Thursday, February 6, 2014

When Someone Dies

Someone has died, and you're reaching out now to the surviving family members.

Reflect on these ideas before you say or do anything...

(1).  Your presence will mean more than your words.  Just be there for them.  Drive to their house, give them a hug or handshake, and spend some time with them.  Don't wear out your welcome by staying too long or saying too much, but do show them you care by being there for an appropriate amount of time.

(2).  Do something for them.  Make them a salad.  Buy them a box of chicken.  Fix them a gallon of sweet tea.  Mow their front lawn.  Wash their dishes that are in their sink.  Vacuum their living room.  I think you get the point.  Acts of kindness will mean the world at a time like this.

(3).  Respect their right to grieve in their own way.  If they need to cry, let them cry.  If they get mad and cuss, just quietly stand there and let them say what they need to say in that moment.  If they hold their emotions inside and express very little feeling, let them handle matters privately without pushing them to pour out their heart to you.  What I'm saying is, let folks grieve in their own way.  Remember we all grieve in different ways, and that's ok.

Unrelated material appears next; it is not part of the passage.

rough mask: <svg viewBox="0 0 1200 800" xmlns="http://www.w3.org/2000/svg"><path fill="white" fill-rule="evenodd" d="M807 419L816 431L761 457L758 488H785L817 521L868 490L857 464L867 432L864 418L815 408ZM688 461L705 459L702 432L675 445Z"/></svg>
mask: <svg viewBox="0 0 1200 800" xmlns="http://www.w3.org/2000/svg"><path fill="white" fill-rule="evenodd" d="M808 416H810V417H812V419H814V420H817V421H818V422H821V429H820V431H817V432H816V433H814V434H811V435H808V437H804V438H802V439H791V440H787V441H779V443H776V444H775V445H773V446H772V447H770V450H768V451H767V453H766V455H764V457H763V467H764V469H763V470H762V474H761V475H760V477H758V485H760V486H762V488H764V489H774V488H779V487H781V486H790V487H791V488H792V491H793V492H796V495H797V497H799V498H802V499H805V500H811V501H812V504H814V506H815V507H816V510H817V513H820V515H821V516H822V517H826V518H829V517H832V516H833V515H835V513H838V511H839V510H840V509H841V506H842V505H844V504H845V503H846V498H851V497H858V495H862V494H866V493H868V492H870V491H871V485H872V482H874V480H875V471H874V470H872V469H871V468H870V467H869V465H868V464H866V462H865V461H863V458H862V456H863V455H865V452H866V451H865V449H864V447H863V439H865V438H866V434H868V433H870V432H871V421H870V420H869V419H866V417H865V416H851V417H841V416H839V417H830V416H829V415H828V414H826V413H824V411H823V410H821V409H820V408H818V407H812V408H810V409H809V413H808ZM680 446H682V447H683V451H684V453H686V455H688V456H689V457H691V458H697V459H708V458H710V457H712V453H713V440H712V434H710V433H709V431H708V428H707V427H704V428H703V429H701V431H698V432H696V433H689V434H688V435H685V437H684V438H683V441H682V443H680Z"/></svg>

(4).  Do not say "If you need anything, just let me know."  That puts pressure on them to make requests that they may not feel comfortable making.  If you want to help them, just go ahead and help them.  Or you can say this:  "I want to help you.  What is your greatest need right now?"

(5).  Avoid using this cliche about the deceased:  "Well, he's in a better place now."  While it is a true statement, and it is good to know, that grieving family still misses the one who died.  They are hurting because that special someone who died is no longer with them.  I've had people tell me they got tired of hearing this phrase used over and over when their loved one died, and I can see why.

(6).  Stay away from the phrase "I understand."  You're not that grieving person.  You're not in their skin.  Their feelings are unique.  You understand how you may would feel if you lost someone, but you do not understand how they feel.  Please do not use this phrase.

In summary, just remember this:  Show up, give them a handshake or a hug, tell them you care about them, do something for them if you can, and then just let them respond in their own way.  They don't need sermons and cliches at that particular moment.  Not at all.  They just need your presence, love, and prayers more than anything.